During his ceremony, he asked how many chief master sergeants were in the room and counted five. He reflected on how honored he was to have three four-star generals (current and retired) in the room, but the five chiefs who attended meant even more to him. While serving as the last active duty commander for the 6th Space Operations Squadron at Offutt AFB, Neb., he had an epiphany that still resonates today. He wasn’t leveraging the wealth of leadership experience in his senior enlisted corps … and it took three master sergeants to drive that point home.

While he was the commander of 6th SOPS, he had two main missions when he took the job of flying low-level weather satellites: keep the mission of flying weather satellites going strong and later close the mission down.

“I knew we could really do some amazing things if we did it right,” he said. “I was prepared for the mission, but I was not prepared for the people … the people are the mission. As a squadron commander, I thought it was my responsibility to solve every one of their problems. For a while, I was working myself to death. I rarely got home for dinner, missed my kids’ events … the squadron was doing well, but it just wasn’t taking that next step.”

That’s when he recalled the moment that changed his leadership tactics and he learned to rely on his enlisted leaders.

“One day, after a staff meeting that didn’t go very well, three master sergeants knocked on my door. They said, ‘Sir, we can see you’re upset and things aren’t going the way you want them to go. What is the problem?’ I said, ‘we’re almost there, but I can’t seem to get the airmen’s attention.’ They looked at me and said, ‘why didn’t you just ask us?’

“It hit me like a ton of bricks.
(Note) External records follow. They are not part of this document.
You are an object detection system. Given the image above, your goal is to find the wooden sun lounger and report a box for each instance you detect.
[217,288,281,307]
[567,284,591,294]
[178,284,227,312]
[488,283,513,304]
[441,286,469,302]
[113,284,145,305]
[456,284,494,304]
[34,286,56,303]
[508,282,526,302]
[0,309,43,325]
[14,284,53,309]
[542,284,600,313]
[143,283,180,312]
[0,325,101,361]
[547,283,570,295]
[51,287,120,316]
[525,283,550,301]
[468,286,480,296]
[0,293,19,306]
I realized I was working the wrong way. I needed to work more closely with the master sergeants, not the airmen,” he said. “My job was to work with the senior NCOs and have the senior NCOs work with the junior NCOs and the junior NCOs work with the airmen … the chain of command actually works pretty well.”

Those meetings he had with the master sergeants proved to be the tipping point to give the 6th SOPS the boost needed to take that next crucial step.

“In that last year the squadron set nearly every performance record in the history of this command,” he said. “You know what else happened? I got home for dinner. I got to see the kids’ soccer games. When the squadron looked at me doing those things, they realized it was OK for everybody else to do those kinds of things, too. When I moved up to (command) a group and a wing, the chiefs became that for me. I could provide the leadership that was needed for them, but they really did the work.”

Stepping into his new job, he knows what’s ahead and he sees the new DOD strategy highlighting space and cyberspace impacting the men and women of the command.

“It reinforces the importance of space and cyberspace and everything we do as a military,” he said. “Both of those domains are now contested domains. That’s something we really didn’t think about not too long ago. It’s something we have to think about now and into the future. That’s where this command is going to have to deliver the capabilities we provide to the warfighter and people around the world on a daily basis and figure out how to do that in a different environment.”

While bringing space and cyberspace to the forefront of how the military operates, Hyten explained his focus on the way ahead.

“My expectations are twofold,” he said. “Number one, we have to continue to provide and ensure the space capabilities that have fundamentally changed the way America fights. The second thing we have to do is bring cyber up to the level of maturity that space has reached. It took us 30 years to reach this level of maturity in space. It can’t take that long in cyber. We have to move fast and we have to do that in the next couple years.”

As he settles into his new job, the general said he understands the challenges ahead and looks forward to working with the command that continues to take space and cyberspace to the cutting edge.

“It’s great to be back in Space Command in Colorado Springs,” he said. “I had a good tour at the Pentagon. It was great to work there, but it’s really great to be back in Space Command and I’m very excited to work again for General Shelton. I feel with the leadership he provides and the people here, we are going to do some amazing things.”